I like to think I know myself pretty well. I think that even the new things, characteristics, mannerisms and bad habits that I will gain in the future, I will know pretty well too. However, I never stopped to think about any possible past lives.

When I was little, I used to look in the mirror and wonder if I would be pretty. I would look deep into my own eyes and wish and wish that I’d turn out beautiful. But I never wondered if I was ever beautiful before, or at the time.

I imagine that in a past life, I was everything that I’m not now. In my head, a past self needs to have qualities and faults that my present self doesn’t because what’s the fun in being a similar person again? The good and bad need to vary, otherwise, it’d be quite boring.

My past self is a boy. I think his name is Maurice. He’s from a small town in England that you wouldn’t know about unless you have a reason to. He is good at math and ridiculously patient. Maurice only speaks one language. He lives in an even whiter England than what it is today.

He hates that some of the people in his school are bilingual, but that’s just because he is jealous. He wants to speak a secret language too.

Maurice doesn’t have any friends. He likes to be alone. He likes to eat alone. He likes to play alone. He finds the other children too loud and too teary.

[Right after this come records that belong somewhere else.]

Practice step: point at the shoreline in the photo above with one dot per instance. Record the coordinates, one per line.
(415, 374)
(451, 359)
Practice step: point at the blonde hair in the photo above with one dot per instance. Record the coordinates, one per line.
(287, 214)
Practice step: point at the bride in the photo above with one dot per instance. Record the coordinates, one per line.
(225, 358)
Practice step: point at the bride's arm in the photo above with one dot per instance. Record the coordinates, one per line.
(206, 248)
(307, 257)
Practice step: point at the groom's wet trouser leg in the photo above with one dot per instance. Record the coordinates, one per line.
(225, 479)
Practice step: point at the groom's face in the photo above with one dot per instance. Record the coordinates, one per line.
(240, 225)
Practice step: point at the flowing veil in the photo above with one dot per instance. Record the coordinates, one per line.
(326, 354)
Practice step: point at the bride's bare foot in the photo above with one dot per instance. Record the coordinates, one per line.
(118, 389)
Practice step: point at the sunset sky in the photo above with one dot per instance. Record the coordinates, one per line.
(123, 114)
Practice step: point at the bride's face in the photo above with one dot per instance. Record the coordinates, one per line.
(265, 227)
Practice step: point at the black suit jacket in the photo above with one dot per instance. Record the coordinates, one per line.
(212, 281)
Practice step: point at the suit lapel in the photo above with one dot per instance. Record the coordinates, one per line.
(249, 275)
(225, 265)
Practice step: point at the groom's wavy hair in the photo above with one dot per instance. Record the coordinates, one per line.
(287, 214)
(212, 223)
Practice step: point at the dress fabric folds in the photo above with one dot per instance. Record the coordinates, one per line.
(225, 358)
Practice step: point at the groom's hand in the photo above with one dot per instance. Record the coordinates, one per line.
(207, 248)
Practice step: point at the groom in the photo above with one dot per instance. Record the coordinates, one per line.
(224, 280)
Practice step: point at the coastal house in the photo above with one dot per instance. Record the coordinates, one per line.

One day, a girl in his class asked him if he liked anybody.

“Like? Like who?”

“Like anyone in the class” she replied.

“I don’t think so.”

“Are you sure?”

“Yeah” he confirmed.

“Okay…” she didn’t seem very pleased.

Maurice didn’t understand what she meant but he knew that above all, he didn’t really care.

No one at school sparked his interest. They were alright but nothing more. His feelings were mostly neutral about a lot of things in life.

He didn’t care if the swing was taken on break, he was fine with either that or the monkey bars. He didn’t fuss about having mashed potatoes or chips for
dinner. Unlike most kids his age, being bratty didn’t come naturally to him. He accepted all things with ease. He was complacent, and it didn’t bother him.

People thought Maurice was dull and they were right. But again, that didn’t bother him. He just didn’t care about what people thought of him. And for that, I truly admire Maurice. Sometimes I wish I could be more like him.

But Maurice lived in a different era. He was someone else. With a diverse set of good and bad things that I don’t have and maybe never will. And that’s okay, that’s the beauty of it. Maurice is a chill, stand-offish boy whose mind is able to do multiplications in ways I couldn’t. Yet, I’m an ill-tempered, loving girl who has a knack for the arts.

It’s okay to be Maurice and it’s okay to be Laura. But, most importantly, it’s okay to be different and true to who you are.